- Directed by: Lorena David
- Written by: Eric P. Sherman
- Story by: Ravi Chopra
- Produced by: Ravi Chopra Mark Roberts
- Starring: Mario Lopez; Elizabeth Bogush; Mark Damon Espinoza;
- Cinematography: Lisa Wiegand
- Edited by: Ned Kerwin
- Music by: Armando Ávila
- Production company: Candlelight Films
- Distributed by: Hollywood Independents
- Release date: 1999;
- Running time: 94 minutes
- Country: United States
- Language: English

= Eastside (film) =

Eastside is a 1999 American crime drama film directed by Lorena David, starring Mario Lopez, Elizabeth Bogush and Mark Damon Espinoza.

==Cast==
- Mario Lopez as Antonio Lopez
- Elizabeth Bogush as Claire Gabriel
- Mark Damon Espinoza as Horatio Lopez
- Efrain Figueroa as Armando de la Rosa
- Richard Lynch as Toad

==Reception==
Kevin Thomas of the Los Angeles Times called the film "sharp, fast and energetic" and wrote that it has "depth, dimension and wit". John Jimenez of the Video Store Magazine wrote that the film is "well-done" with "acting good enough to put it in a class above most in its genre."

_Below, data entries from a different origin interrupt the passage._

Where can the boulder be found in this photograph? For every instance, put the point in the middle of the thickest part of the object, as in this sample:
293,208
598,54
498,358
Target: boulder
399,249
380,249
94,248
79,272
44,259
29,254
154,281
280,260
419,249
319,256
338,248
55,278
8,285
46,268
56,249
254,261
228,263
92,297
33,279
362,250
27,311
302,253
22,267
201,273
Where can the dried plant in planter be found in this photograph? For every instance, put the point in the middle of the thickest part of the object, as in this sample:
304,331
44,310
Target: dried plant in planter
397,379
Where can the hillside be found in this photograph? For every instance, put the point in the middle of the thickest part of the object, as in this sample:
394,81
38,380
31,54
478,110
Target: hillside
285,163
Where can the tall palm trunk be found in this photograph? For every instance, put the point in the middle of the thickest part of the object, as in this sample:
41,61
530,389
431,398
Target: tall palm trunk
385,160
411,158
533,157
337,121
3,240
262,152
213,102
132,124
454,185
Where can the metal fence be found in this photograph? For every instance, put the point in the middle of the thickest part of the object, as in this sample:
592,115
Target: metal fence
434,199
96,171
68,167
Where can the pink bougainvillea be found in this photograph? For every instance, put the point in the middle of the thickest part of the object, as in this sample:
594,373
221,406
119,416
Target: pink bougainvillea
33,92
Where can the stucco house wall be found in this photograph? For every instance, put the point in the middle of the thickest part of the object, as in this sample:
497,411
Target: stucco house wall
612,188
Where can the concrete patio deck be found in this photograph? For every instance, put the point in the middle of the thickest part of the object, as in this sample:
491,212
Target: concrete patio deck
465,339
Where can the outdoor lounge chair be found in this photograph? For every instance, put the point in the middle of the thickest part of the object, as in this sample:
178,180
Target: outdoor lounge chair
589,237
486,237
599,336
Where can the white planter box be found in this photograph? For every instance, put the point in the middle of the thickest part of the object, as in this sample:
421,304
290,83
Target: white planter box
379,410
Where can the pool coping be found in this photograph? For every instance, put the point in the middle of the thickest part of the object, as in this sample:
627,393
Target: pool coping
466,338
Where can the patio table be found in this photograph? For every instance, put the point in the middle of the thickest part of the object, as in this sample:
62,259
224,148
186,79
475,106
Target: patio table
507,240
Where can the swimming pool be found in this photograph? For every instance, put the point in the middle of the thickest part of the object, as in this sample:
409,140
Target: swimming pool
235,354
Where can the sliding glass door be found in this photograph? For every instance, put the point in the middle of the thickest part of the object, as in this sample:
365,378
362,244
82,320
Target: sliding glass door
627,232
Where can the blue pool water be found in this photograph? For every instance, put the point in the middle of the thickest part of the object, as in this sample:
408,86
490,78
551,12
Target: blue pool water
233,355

TV Guide wrote that while the film was "sturdily acted", it is "basically a PSA aimed to point repeat offenders poised away from the path to perdition and on to the road to social service". Buzz McClain of the Video Business called the film "competent if unthrilling" and "too good-natured for its own good". Michael Speier of Variety wrote that while Lynch "invests his worldly wise caretaker with a degree of spirituality", the "supporting players are flat", and Lopez is "unconvincing as a young man who can steal cars and pull a trigger".